Tujuan menjadi faktor penting dalam pengembangan kurikulum, tidak hanya
memberikan arah kemana kurikulum harus dituju melainkan juga sebagai acuan dan
gambaran dalam memilih dan menentukan isi/materi, proses pembelajaran dan sistem
evaluasi. Secara umum tujuan pendidikan adalah untuk membentuk manusia yang
utuh, yaitu sehat jasmani dan rohani, memiliki pengetahuan, keterampilan, sikap dan
nilai-nilai, tangguh dan mandiri, kreatif dan bertanggung jawab, berguna bagi dirinya

sendiri, agama, keluarga, masyarakat, bangsa dan Negara. Dengan kata lain, tujuan
pendidikan tersebut berkaitan dengan kebutuhan peserta didik secara individual,
kepentingan profesional, dan kebutuhan sosial.

Kesimpulan
Kurikulum merupakan inti dari bidang pendidikan dan memiliki pengaruh terhadap
seluruh kegiatan pendidikan. Mengingat pentingnya kurikulum dalam pendidikan dan
kehidupan manusia, maka penyusunan kurikulum tidak dapat dilakukan secara sembarangan.
Penyusunan kurikulum membutuhkan landasan-landasan yang kuat, yang didasarkan pada
hasil-hasil pemikiran dan penelitian yang mendalam. Penyusunan kurikulum yang tidak
didasarkan pada landasan yang kuat dapat berakibat fatal terhadap kegagalan pendidikan itu
sendiri.
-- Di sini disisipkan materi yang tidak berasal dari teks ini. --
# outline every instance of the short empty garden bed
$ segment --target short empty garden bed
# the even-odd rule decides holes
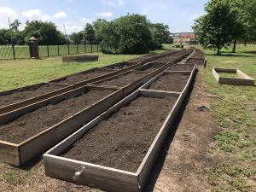
[[[179,96],[132,93],[44,154],[46,175],[107,191],[142,191]]]
[[[190,73],[166,72],[155,79],[148,89],[181,92],[184,89],[189,76]]]
[[[67,85],[42,84],[41,85],[34,88],[20,88],[14,92],[10,92],[9,94],[2,96],[0,95],[0,108],[32,97],[39,96],[67,86]]]
[[[170,71],[189,71],[191,72],[195,67],[195,65],[190,64],[178,64],[172,66]]]

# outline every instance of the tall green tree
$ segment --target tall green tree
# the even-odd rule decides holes
[[[163,44],[170,43],[169,26],[162,23],[149,23],[152,36],[151,49],[159,49]]]
[[[57,30],[56,26],[52,22],[26,21],[24,34],[26,42],[31,37],[35,37],[38,39],[39,44],[63,44],[66,43],[64,35]]]
[[[93,22],[93,27],[95,30],[95,38],[97,43],[102,41],[103,38],[103,29],[108,25],[107,20],[104,19],[97,19],[95,22]]]
[[[127,15],[108,22],[103,28],[102,47],[106,53],[148,53],[151,39],[146,16]]]
[[[95,32],[91,24],[87,23],[84,28],[85,40],[90,44],[95,40]]]
[[[204,48],[216,49],[219,55],[220,49],[233,40],[236,15],[224,0],[211,0],[205,10],[207,14],[195,20],[192,28]]]
[[[74,41],[75,44],[79,44],[81,40],[83,40],[83,33],[82,32],[73,32],[70,35],[70,39]]]

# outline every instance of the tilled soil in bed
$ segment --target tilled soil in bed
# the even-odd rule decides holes
[[[34,90],[20,90],[17,92],[14,92],[6,96],[0,96],[0,108],[21,102],[23,100],[30,99],[32,97],[39,96],[41,95],[60,90],[67,87],[65,85],[58,84],[44,84]]]
[[[107,73],[109,73],[111,72],[109,71],[103,71],[103,70],[95,70],[93,72],[90,72],[87,73],[79,73],[79,74],[73,74],[73,75],[70,75],[68,77],[67,77],[67,79],[65,80],[60,81],[58,83],[60,84],[73,84],[75,83],[79,83],[80,81],[84,81],[84,80],[88,80],[92,78],[96,78],[98,76],[102,76]]]
[[[38,108],[1,125],[0,140],[19,143],[74,115],[113,92],[113,90],[90,90],[77,97]]]
[[[127,74],[119,75],[116,78],[112,79],[110,80],[105,80],[103,82],[99,83],[98,84],[125,87],[135,81],[139,80],[140,79],[145,77],[148,74],[149,74],[148,72],[133,71]]]
[[[189,78],[189,74],[165,74],[160,76],[156,81],[153,82],[148,90],[181,92],[184,89]]]
[[[192,71],[193,68],[194,68],[193,65],[187,66],[187,65],[179,64],[172,67],[169,71]]]
[[[176,101],[138,97],[99,122],[62,156],[136,172]]]
[[[195,64],[198,64],[198,65],[204,65],[205,64],[205,60],[202,58],[202,59],[189,59],[187,62],[192,62],[192,63],[195,63]]]

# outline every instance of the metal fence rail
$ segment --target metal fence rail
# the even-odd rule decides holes
[[[99,52],[99,44],[39,45],[39,57]],[[0,45],[0,60],[30,59],[29,45]]]

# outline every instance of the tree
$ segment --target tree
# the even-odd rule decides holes
[[[150,49],[148,20],[140,15],[119,17],[103,28],[102,51],[113,54],[143,54]]]
[[[152,36],[151,49],[160,49],[163,44],[170,43],[169,26],[162,23],[149,23]]]
[[[64,35],[56,29],[56,26],[52,22],[32,20],[26,21],[26,25],[24,29],[26,42],[31,37],[35,37],[38,39],[39,44],[63,44],[66,43]]]
[[[83,33],[82,32],[73,32],[70,35],[70,39],[74,41],[75,44],[79,44],[81,40],[83,40]]]
[[[97,19],[95,22],[93,22],[93,27],[95,30],[95,38],[97,43],[102,41],[103,38],[103,29],[108,25],[107,20],[104,19]]]
[[[95,32],[91,24],[87,23],[84,28],[85,40],[88,40],[90,44],[95,40]]]
[[[192,27],[204,48],[217,49],[217,54],[234,38],[236,16],[227,1],[212,0],[205,6],[206,15]]]

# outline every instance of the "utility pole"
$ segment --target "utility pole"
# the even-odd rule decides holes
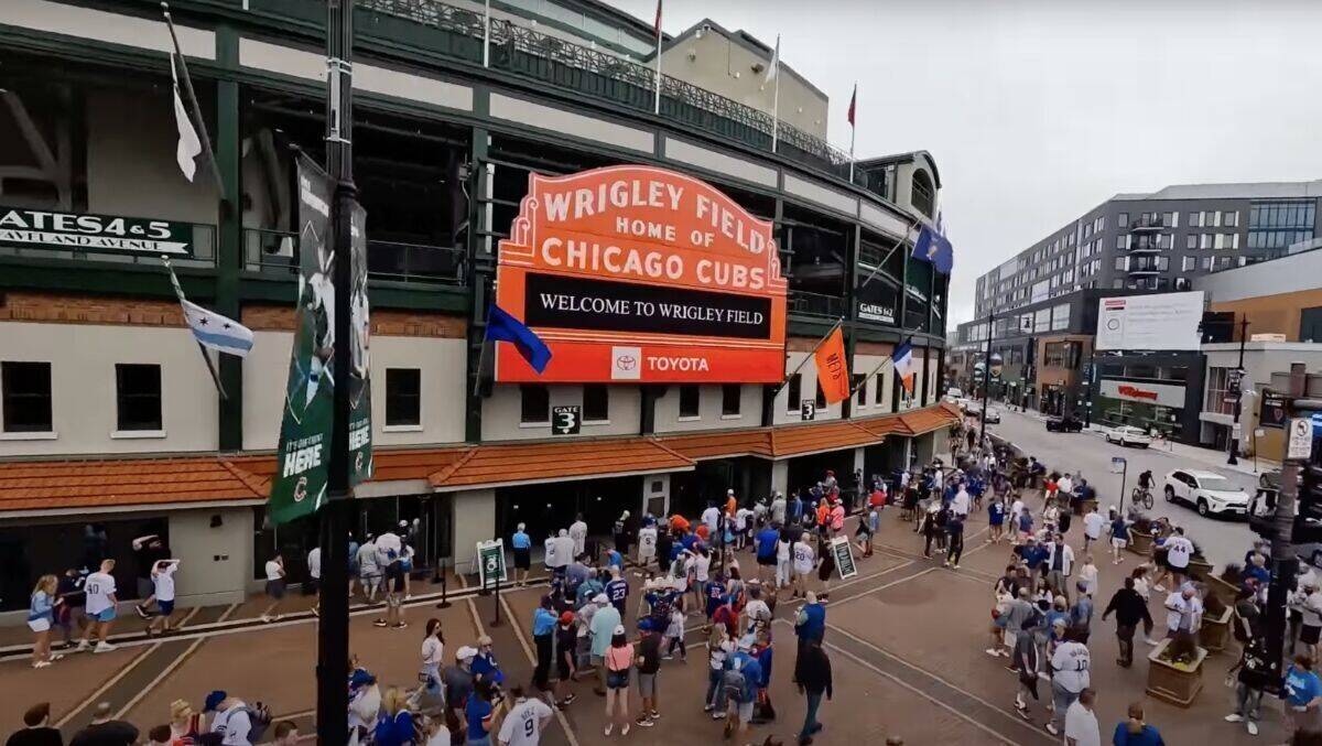
[[[988,349],[982,356],[982,411],[978,413],[978,446],[988,438],[988,394],[992,392],[992,329],[995,327],[995,311],[988,313]]]
[[[349,298],[352,224],[358,206],[353,185],[353,0],[327,3],[327,173],[336,180],[332,205],[334,270],[334,405],[321,509],[321,619],[317,624],[317,735],[348,743],[349,722]]]
[[[1290,415],[1296,415],[1294,401],[1303,395],[1307,368],[1302,362],[1290,364],[1290,390],[1286,395],[1286,407]],[[1286,419],[1289,423],[1290,419]],[[1282,447],[1281,455],[1288,454]],[[1307,459],[1303,459],[1305,462]],[[1268,681],[1280,685],[1285,668],[1281,665],[1281,656],[1285,652],[1285,602],[1294,585],[1294,571],[1298,569],[1298,560],[1294,558],[1294,515],[1296,500],[1300,493],[1301,462],[1297,459],[1281,459],[1281,489],[1276,497],[1274,532],[1272,534],[1272,562],[1276,567],[1272,571],[1272,583],[1266,589],[1266,652],[1268,652]]]
[[[1235,368],[1235,425],[1231,426],[1231,455],[1225,463],[1239,463],[1240,409],[1244,405],[1244,343],[1248,340],[1248,313],[1240,320],[1240,361]]]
Dengan sendirinya, akan berkibat pula terhadap kegagalan proses pengembangan
manusia.

Saran
Indonesia sebagai Negara yang sedang berkembang sangat membutuhkan pendidikan
yang bermutu yang didalamnya mutlak harus terdapat kurukulum yang disusun secara tidak
sembarangan yang berpedoman pada tujuan Negara Indonesia yang disesuaikan dengan
Ideologi Indonesia agar dapat meminimalisir kegagalan proses proses pengembangan,
pembelajaran, dan perubahan perilaku.